Click play to hear audio of Ann Curtis swimming the winning leg of the 4×100 freestyle relay in the 1948 London Olympics
Ann Curtis was born in San Francisco in 1926. At the age of 12, she joined a swim team coached by the famous Charlie Sava. Despite being kicked off the team at least once, she persevered and became, as one sports writer put it, an “athletic legend” and a household name throughout America. She was the world’s dominant female freestyle swimmer throughout most of the 1940’s, winning 31 national titles, a record that stood nearly 40 years (broken by Tracy Caulkins in the early 1980s). She came to hold 4 world and 56 American records. She was the first woman and first swimmer to win the Sullivan Award in 1944, a yearly award given to the most outstanding amateur athlete. Her swimming career was climaxed at the 1948 Olympic Games in London, where she captured two gold medals and one silver medal. Ann was inducted into the International Swimming Hall of Fame in 1966 and the Bay Area Sports Hall of Fame in 1983. She was Sports Illustrated Female Athlete of the Year as well as one of ANG Newspapers’ 50 Most Significant Bay Area Sports Figures of the Century.

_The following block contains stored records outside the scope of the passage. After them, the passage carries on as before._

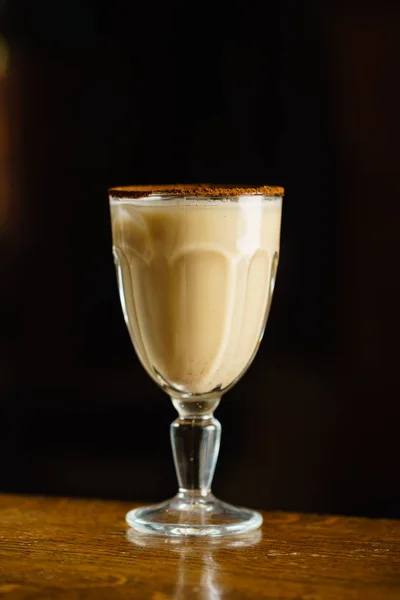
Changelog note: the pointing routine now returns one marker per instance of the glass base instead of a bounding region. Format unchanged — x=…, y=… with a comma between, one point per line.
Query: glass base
x=186, y=515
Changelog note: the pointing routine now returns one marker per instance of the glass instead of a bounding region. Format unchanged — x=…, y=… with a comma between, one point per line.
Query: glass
x=196, y=269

Ann married Gordon Cuneo in 1949, having met the basketball starting forward while attending UC Berkeley. With three children and one on the way, the Cuneos moved from San Francisco to San Rafael, built swimming pool facilities (Gordon built the office, bath house and pump room after work and on the weekends) and opened the Ann Curtis School of Swimming in 1959. While raising five children, she coached a swim team for 25 years, a synchronized team for 12 years, and built the business into the well-known swim school and private swim club that it is today. For the past 52 years, she has provided a valuable service to the community. It is estimated that over 40,000 students have learned to swim at her school, which continues to draw many customers from the broader Bay Area. Celebrated graduates include Rick DeMont (Olympian and world record holder in the ‘70s) and Ben Wildeman-Tobriner (gold medal winner in Bejing, 2008).

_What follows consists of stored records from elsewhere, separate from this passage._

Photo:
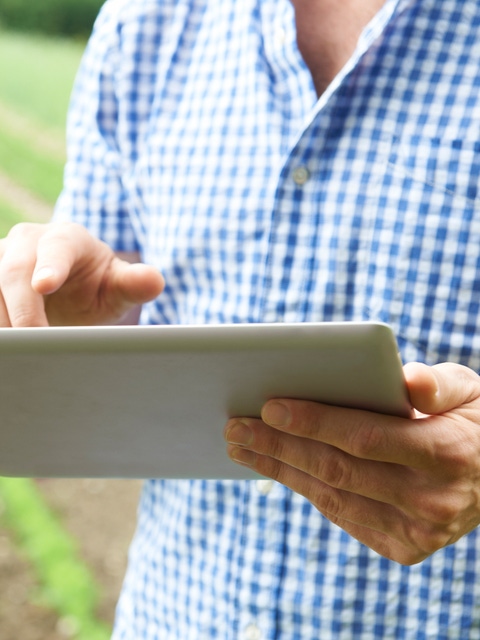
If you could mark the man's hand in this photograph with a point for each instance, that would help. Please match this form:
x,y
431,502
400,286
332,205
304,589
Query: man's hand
x,y
58,274
405,488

Ann’s passion and love for swimming moved her to try to provide the best swim lessons to as many students as possible. She credits her teaching progression to her coach Charlie Sava, although she continued to make improvements to her method throughout the years. Sava also designed the teaching pool, which is shallow throughout and allows the students to practice skill repetition to acquire muscle memory. Her daughter, Carrie, now runs the swim program and is determined to continue to provide the same high quality for which Ann strived.